Piece Tables: Building a Swift custom collection for text editing

Once upon a time, I was going to take what I learned writing the custom syntax-highlighting editing component of Grail Diary and turn it into a stand-alone tutorial on text editing. I ran out of time to work on that after writing one item: An overview of how you can take a custom data structure for text editing (a piece table) and give it a natural API by conforming to Swift Collection. I don’t want this material to die, so I’ve moved it over here.

The Theory

What’s so hard about editing text? Let’s ignore for the moment the problems with even storing Unicode text, with its encodings, multi-byte characters, etc. If you put those considerations aside, the abstract model for a text file is an array of characters. An array is about as simple a data structure as you can get. What’s the problem?

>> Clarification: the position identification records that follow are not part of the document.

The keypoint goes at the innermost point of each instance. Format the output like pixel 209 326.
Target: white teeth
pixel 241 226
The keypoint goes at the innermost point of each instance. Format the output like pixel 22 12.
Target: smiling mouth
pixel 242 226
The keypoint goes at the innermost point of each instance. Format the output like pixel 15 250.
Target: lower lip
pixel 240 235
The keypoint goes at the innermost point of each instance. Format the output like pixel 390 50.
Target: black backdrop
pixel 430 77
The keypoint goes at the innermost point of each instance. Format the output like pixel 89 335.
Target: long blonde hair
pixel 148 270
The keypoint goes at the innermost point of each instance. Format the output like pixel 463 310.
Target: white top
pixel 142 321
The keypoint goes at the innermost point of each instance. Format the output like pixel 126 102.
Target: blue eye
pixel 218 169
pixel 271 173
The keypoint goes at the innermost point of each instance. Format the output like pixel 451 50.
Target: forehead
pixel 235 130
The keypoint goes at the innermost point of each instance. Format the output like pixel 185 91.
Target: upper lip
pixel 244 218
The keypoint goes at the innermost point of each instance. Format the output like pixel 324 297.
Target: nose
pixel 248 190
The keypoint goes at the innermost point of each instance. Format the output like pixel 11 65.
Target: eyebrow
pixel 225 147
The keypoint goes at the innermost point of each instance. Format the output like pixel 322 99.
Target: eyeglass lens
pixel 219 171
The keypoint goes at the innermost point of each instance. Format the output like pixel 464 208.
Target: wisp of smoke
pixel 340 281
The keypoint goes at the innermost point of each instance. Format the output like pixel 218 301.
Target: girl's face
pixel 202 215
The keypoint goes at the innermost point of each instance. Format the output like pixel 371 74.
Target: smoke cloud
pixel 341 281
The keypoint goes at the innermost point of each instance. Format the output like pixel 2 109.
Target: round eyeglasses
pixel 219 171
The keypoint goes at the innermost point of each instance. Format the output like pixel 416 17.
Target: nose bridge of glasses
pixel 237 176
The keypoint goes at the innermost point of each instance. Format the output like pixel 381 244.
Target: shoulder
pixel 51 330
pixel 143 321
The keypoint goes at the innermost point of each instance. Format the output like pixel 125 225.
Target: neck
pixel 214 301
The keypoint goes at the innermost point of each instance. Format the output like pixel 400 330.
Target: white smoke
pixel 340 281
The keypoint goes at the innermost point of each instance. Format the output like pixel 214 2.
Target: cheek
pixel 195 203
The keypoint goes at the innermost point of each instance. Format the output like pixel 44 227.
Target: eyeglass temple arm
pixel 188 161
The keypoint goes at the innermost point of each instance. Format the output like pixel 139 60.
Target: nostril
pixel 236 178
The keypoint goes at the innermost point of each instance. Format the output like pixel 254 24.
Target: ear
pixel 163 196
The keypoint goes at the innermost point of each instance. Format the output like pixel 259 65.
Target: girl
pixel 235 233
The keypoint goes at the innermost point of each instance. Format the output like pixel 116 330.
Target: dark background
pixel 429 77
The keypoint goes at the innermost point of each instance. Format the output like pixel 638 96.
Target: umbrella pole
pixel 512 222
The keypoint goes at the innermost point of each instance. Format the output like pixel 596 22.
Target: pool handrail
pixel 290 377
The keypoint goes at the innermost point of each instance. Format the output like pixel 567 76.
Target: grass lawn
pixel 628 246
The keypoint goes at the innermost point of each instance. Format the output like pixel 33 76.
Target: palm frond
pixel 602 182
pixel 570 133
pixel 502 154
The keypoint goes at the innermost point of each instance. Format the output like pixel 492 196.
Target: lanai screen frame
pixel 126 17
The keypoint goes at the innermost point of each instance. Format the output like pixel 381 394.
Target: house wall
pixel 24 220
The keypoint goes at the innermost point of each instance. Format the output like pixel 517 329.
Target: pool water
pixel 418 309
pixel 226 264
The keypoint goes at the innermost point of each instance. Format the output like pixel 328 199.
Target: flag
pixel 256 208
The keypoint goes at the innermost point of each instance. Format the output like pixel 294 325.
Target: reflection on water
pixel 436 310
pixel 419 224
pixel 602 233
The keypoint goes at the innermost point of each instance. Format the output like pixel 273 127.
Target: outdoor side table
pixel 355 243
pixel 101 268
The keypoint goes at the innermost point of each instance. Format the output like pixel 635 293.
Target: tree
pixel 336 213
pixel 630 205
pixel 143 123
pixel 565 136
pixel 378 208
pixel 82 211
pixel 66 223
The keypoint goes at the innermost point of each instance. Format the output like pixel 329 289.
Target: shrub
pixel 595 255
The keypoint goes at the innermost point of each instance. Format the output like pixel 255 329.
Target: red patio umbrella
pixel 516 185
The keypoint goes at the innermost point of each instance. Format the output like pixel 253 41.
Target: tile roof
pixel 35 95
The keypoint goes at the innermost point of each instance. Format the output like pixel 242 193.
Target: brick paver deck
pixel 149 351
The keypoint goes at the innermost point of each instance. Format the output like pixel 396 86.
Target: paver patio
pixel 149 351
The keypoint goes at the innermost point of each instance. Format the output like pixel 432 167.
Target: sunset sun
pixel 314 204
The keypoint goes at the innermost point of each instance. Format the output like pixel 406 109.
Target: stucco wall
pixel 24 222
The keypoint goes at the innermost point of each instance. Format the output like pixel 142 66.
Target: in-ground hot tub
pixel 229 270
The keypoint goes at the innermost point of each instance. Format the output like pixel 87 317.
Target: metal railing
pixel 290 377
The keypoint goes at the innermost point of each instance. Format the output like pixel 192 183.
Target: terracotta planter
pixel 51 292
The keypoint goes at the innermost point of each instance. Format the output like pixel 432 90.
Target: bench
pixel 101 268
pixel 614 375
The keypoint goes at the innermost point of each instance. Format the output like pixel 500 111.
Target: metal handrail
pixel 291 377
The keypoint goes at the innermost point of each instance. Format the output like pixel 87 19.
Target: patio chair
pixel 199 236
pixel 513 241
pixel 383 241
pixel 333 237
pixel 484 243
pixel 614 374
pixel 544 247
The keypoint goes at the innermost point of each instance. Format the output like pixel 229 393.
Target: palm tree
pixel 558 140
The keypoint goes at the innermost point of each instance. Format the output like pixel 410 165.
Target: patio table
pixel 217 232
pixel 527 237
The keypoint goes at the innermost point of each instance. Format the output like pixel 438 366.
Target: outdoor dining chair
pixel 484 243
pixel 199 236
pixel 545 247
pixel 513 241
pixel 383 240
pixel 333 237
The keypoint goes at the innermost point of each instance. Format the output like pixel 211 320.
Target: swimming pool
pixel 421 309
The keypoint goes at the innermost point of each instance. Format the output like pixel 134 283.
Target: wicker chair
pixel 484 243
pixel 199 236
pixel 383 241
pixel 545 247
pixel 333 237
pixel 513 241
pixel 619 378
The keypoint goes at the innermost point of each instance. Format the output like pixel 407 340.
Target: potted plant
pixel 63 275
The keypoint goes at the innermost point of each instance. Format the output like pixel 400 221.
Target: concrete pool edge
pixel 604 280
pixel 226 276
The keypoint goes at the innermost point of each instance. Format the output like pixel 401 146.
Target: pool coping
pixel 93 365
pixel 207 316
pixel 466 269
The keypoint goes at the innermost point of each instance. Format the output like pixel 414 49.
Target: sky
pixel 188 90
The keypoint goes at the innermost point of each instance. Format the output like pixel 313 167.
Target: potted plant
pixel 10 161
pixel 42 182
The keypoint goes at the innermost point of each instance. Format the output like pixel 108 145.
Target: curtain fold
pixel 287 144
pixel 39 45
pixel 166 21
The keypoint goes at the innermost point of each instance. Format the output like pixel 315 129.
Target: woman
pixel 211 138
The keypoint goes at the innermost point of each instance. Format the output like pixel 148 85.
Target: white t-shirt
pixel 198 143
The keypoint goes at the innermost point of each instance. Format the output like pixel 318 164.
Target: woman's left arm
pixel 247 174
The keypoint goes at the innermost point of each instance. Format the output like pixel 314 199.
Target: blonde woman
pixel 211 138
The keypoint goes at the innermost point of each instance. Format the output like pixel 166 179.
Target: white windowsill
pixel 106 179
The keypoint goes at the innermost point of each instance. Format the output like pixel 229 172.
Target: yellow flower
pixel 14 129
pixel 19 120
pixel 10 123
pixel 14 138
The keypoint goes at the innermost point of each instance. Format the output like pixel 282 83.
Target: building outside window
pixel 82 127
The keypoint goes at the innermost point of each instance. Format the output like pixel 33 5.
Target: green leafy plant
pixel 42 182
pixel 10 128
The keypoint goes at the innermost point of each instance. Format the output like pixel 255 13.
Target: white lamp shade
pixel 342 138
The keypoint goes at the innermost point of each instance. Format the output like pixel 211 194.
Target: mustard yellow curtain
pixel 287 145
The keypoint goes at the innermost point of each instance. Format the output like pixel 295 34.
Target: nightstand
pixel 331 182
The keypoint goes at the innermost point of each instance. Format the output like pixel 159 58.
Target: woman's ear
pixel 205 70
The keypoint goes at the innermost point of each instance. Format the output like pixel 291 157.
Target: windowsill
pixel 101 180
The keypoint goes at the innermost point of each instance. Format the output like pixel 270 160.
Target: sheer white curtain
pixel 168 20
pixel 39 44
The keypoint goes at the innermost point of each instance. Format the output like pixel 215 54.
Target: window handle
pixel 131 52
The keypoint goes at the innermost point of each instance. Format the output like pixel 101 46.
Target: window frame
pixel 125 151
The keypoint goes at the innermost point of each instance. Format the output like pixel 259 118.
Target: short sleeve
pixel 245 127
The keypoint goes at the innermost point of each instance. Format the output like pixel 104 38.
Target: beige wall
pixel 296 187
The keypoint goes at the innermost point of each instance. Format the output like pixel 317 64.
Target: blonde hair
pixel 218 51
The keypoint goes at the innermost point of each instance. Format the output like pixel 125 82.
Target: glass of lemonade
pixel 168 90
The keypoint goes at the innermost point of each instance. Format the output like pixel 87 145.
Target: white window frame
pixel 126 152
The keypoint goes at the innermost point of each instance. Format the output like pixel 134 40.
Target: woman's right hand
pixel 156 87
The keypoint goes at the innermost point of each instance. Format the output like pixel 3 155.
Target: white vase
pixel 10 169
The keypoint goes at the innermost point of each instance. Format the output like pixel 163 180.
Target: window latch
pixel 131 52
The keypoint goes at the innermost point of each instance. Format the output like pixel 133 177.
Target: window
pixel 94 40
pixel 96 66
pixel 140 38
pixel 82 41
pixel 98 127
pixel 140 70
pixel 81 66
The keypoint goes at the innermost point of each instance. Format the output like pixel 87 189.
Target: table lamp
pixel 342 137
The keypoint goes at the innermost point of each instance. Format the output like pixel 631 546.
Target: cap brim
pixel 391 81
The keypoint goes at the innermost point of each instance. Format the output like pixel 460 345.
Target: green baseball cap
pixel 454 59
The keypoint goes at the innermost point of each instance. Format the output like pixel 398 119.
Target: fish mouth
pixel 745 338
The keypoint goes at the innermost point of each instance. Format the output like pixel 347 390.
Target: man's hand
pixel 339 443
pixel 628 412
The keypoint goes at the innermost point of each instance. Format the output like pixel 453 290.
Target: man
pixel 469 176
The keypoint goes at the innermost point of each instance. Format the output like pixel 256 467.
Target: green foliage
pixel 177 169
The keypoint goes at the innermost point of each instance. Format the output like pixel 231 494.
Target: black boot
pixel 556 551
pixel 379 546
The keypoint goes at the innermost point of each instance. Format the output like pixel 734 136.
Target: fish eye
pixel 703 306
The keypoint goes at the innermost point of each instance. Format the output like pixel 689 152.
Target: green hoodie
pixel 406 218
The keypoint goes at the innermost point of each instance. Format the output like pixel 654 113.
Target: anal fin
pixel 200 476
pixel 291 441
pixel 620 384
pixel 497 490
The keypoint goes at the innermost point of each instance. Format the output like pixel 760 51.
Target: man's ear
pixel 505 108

The answer, of course, is that changing things in an array can be expensive. Appending to or removing from the end of an array is cheap. Any other operation, though, means copying elements to make room for the new element (or to remove existing elements). And of course in a text editor, you want to make changes all throughout the text, not just at the end. That’s kind of the point. If your editor’s main data structure for text is “an array of characters”, it’s doing a ton of memory copying on every keystroke whenever the cursor is anywhere but the very end of the file.

So we need something better. But what?

One option is to store the file as a linked list of lines, and each line is an array of characters. You still need to do copying as you insert and remove characters, but you’re now only copying characters on the same line instead of all characters to the end of the file. If you’re implementing a source code editor, where you can assume that lines are all of a reasonable maximum length, you can get far with this approach.

lines

Next up in sophistication is a data structure known as a gap buffer. The main idea behind a gap buffer is that edits to a text file aren’t randomly distributed throughout the text file — they exhibit a lot of locality. If you insert a character at offset 42 in the file, the next insertion is much more likely to be at offset 43 than any other location, and the next deletion is likely to be at offset 42 than any other location. Basically, where the cursor is is where edits are likely to be. A gap buffer makes edits at the cursor really cheap, but you pay a cost to move the cursor.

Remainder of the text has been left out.